Essai clinique mortel de Rennes : l’Igas pointe « trois manquements majeurs »

Suite au décès d'un volontaire à un essai clinique réalisé en janvier à Rennes, l'Inspection générale des Affaires sociales (Igas) considère dans son rapport que "la responsabilité de Biotrial, centre où a été réalisé l'expérimentation, comme celle de Bial, laboratoire promoteur de l'essai, sont engagées", indique Le Monde qui s'est procuré ce document.
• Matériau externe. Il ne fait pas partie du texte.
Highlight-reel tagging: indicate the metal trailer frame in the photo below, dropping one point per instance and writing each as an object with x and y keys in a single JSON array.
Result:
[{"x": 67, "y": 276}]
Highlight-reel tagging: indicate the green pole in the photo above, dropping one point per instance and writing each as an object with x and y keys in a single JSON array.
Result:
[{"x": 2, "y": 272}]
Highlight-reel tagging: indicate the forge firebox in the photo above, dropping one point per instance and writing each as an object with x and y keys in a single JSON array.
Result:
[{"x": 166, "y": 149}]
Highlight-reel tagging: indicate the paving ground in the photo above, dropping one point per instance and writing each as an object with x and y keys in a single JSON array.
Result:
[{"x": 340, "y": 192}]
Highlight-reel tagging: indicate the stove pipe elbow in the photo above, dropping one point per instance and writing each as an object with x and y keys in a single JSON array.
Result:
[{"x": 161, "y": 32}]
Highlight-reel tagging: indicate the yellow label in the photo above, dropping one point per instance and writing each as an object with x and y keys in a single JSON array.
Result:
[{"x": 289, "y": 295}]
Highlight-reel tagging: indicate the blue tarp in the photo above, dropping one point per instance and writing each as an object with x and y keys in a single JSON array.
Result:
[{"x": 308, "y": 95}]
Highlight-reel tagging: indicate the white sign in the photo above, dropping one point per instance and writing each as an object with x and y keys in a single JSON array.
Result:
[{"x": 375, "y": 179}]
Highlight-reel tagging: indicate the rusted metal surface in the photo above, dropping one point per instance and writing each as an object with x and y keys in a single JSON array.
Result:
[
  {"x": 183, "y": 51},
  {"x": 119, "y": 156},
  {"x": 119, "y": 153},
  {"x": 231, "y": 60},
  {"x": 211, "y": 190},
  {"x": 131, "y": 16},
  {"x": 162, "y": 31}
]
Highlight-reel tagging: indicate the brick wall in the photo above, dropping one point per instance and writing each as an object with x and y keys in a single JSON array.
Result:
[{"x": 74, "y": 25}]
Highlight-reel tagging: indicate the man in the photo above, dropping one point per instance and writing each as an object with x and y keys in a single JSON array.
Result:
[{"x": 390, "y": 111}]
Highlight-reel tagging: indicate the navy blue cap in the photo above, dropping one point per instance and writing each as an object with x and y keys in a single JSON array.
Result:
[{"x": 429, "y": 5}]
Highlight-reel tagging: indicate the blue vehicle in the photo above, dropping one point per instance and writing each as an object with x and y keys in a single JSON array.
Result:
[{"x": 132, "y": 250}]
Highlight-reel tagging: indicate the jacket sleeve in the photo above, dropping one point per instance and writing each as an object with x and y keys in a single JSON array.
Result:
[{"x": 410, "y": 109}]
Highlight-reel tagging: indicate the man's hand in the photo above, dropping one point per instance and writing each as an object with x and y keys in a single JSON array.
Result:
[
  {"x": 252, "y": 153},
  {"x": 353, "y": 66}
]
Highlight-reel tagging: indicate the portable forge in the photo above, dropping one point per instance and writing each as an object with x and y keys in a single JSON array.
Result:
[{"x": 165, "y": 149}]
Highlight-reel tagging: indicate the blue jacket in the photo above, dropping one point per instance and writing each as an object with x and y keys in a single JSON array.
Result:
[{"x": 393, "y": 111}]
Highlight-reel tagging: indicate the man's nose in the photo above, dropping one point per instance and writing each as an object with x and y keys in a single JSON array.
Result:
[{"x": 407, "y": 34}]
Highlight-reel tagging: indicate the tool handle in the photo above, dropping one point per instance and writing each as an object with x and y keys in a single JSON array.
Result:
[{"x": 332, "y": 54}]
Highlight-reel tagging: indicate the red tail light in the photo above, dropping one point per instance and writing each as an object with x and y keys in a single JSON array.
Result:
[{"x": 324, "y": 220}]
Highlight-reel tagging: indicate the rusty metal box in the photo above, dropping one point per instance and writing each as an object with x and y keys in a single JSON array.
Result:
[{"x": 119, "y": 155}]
Celui-ci sera présenté ce matin par la ministre de la Santé.

L'Igas reproche au laboratoire Biotrial, "trois manquements majeurs", dans la conduite de l'essai clinique, et à Bial un "retard à l'information de l'autorité sanitaire", ainsi qu'un choix "insuffisamment précautionneux" de passer à la dose de 50 mg en doses multiples croissantes, relève le quotidien.

Le premier de ces manquements "porte sur l'absence de recherche d'information en temps et en heure sur l'évolution de l'état de santé du premier volontaire et la non-suspension corrélative de l'administration du produit aux autres volontaires". Deuxième dysfonctionnement, selon les inspecteurs de l'Igas : "L'absence de confirmation de leur consentement adressée aux autres volontaires le lundi 11 janvier, avant l'administration du produit."

Le troisième manquement majeur, commun à Bial et à Biotrial : "Le non-respect du devoir d'information sans délai de l'autorité sanitaire compétente", estime l'Igas. "La réglementation prévoit en effet qu'en cas de fait nouveau de sécurité, le promoteur doit en informer sans délai l'autorité sanitaire, ainsi que les mesures prises pour assurer la sécurité des volontaires", rappelle cette inspection, qui "constate que cette information n'a été effectuée que le jeudi 14 janvier".

Hier, le laboratoire Biotrial a fermement contesté hier ces conclusions, estimant que l'Igas n'avait pas respecté le principe de contradiction.

De son côté, Libération qui a également eu accès au rapport de l'Igas, observe que l'Agence nationale de sécurité des médicaments (ANSM) "est en grande partie dédouanée", "les enquêteurs lui reprochant néanmoins de ne pas avoir été plus vigilante dans le déroulement de l'essai".

La ministre de la Santé devrait annoncer ce matin des mesures pour mieux encadrer les essais de nouveaux médicaments.